Can you explain the chords and harmonies in this song
January 11, 2013 10:01 PM   Subscribe

I was listening to this song by disasterpeace and I was struck by how it has a different "earfeel" than other music. I don't know how to describe it, other than that it feels fatter. There's something in the way the notes harmonize that makes them resonate or something. Can someone please explain a bit of the theory behind why this sounds the way it does?
posted by rebent to Science & Nature (4 answers total) 5 users marked this as a favorite
 
Based on a quick listen, a combination of detuning and fattening. Detuning is having more than one oscillator playing at the same note frequency but slightly (a few percent) off tune. It kind of makes it sound like a group of instruments instead of a single instrument. Fattening is basically taking a sound that is panned, say, left and adding a very slightly delayed (10ms or so) echo panned to the right. It makes it sound like a very loud sound being heard from somewhat far away, basically.
posted by empath at 10:07 PM on January 11, 2013 [2 favorites]


Two things I hear:

1- The tones are somewhat square-waved. Or perhaps triangle-waved. This adds a lot of harmonics that make it sound sort of "crunchy".

2- It sounds very unprocessed. Rather than sounding like a keyboard through an amplifier that is then mic'ed and recorded, this sounds like it is being generated by the playback device.
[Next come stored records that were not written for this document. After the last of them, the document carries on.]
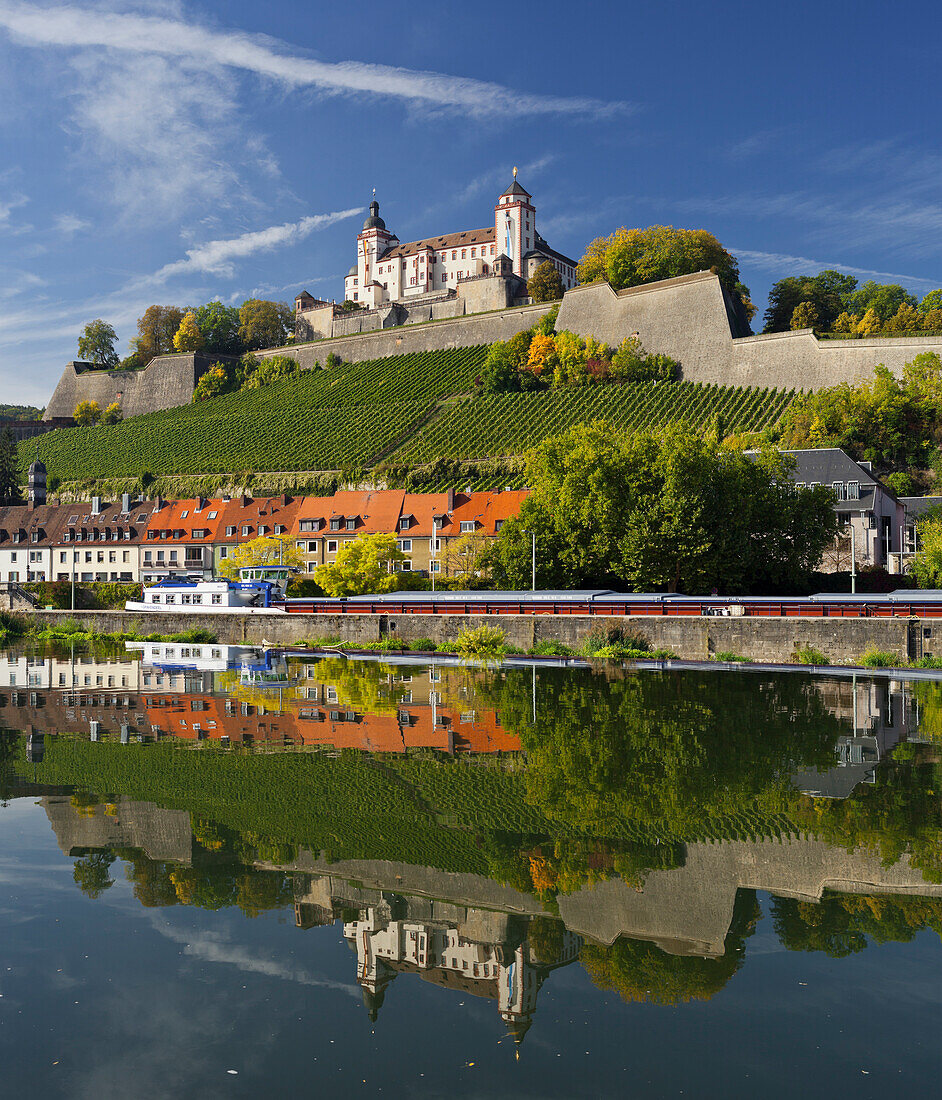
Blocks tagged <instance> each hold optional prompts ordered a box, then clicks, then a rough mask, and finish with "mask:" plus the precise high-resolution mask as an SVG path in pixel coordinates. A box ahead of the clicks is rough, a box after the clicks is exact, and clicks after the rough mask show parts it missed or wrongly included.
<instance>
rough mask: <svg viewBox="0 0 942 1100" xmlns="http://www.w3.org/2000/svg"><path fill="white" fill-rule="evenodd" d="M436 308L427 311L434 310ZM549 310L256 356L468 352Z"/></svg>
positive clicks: (504, 315)
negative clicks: (481, 344) (421, 351)
mask: <svg viewBox="0 0 942 1100" xmlns="http://www.w3.org/2000/svg"><path fill="white" fill-rule="evenodd" d="M437 305H439V304H436V305H434V306H432V307H431V308H432V309H435V308H437ZM440 305H442V306H447V305H450V303H441V304H440ZM549 308H550V307H549V306H548V305H539V306H522V307H518V308H516V309H502V310H495V311H494V312H491V313H477V315H472V316H469V317H454V318H447V319H445V320H434V321H430V322H429V323H427V324H403V326H401V327H398V328H392V329H383V330H382V331H377V332H363V333H360V334H357V335H351V337H336V338H333V339H332V340H316V341H315V342H314V343H307V344H294V345H288V346H286V348H270V349H267V350H266V351H263V352H259V355H260V357H266V356H269V355H289V356H291V357H292V359H295V360H297V361H298V362H299V363H300V365H302V366H303V367H304V368H305V370H308V368H309V367H311V366H314V364H315V363H320V364H321V365H322V364H324V362H325V361H326V359H327V356H328V355H329V354H330V353H331V352H333V354H335V355H338V356H339V357H340V359H342V360H343V361H344V362H348V363H359V362H362V361H363V360H366V359H382V357H383V356H385V355H404V354H406V353H407V352H413V351H439V350H441V349H448V348H469V346H471V345H472V344H482V343H493V342H494V341H495V340H510V339H511V337H513V335H516V333H517V332H523V330H524V329H528V328H529V327H530V326H532V324H536V322H537V321H538V320H539V319H540V317H543V315H544V313H545V312H547V311H548V309H549ZM351 316H355V315H351ZM73 407H74V406H73Z"/></svg>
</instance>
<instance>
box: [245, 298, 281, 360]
mask: <svg viewBox="0 0 942 1100" xmlns="http://www.w3.org/2000/svg"><path fill="white" fill-rule="evenodd" d="M293 331H294V310H293V309H292V307H291V306H288V305H287V304H286V303H284V301H265V300H263V299H261V298H249V299H248V300H245V301H243V303H242V305H241V306H240V307H239V338H240V339H241V341H242V343H243V344H244V345H245V348H248V349H250V350H255V349H262V348H280V346H281V345H282V344H284V343H285V342H286V341H287V338H288V335H289V334H291V333H292V332H293Z"/></svg>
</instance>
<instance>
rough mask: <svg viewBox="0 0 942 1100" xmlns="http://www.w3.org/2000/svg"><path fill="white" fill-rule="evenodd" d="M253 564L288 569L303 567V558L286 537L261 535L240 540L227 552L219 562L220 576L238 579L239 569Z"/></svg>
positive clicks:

I don't know the technical terms to how to describe this. Sort of like how a recording of a phone ringing sounds different than an actual phone ringing. There are no "room" acoustics on the track.
posted by gjc at 4:56 AM on January 12, 2013 [1 favorite]


Sounds like the some of the tracks are doubled (i.e. two identical copies of a part 'pasted' into different parts of the stereo field, usually left and right), which can give a more in your face sort of 'hotter' sound. Also it sounds like there isn't much reverb added, which confers a sort of 'closeness' to the sound, i.e. you're in a room with the music instead of in a hall watching it from afar.

The chords and harmonies themselves, while quite cool, aren't, I don't think, responsible for the 'earfeel.' I think production techniques are.
posted by TheRedArmy at 11:05 AM on January 12, 2013 [1 favorite]


Response by poster: thanks for the comments everybody!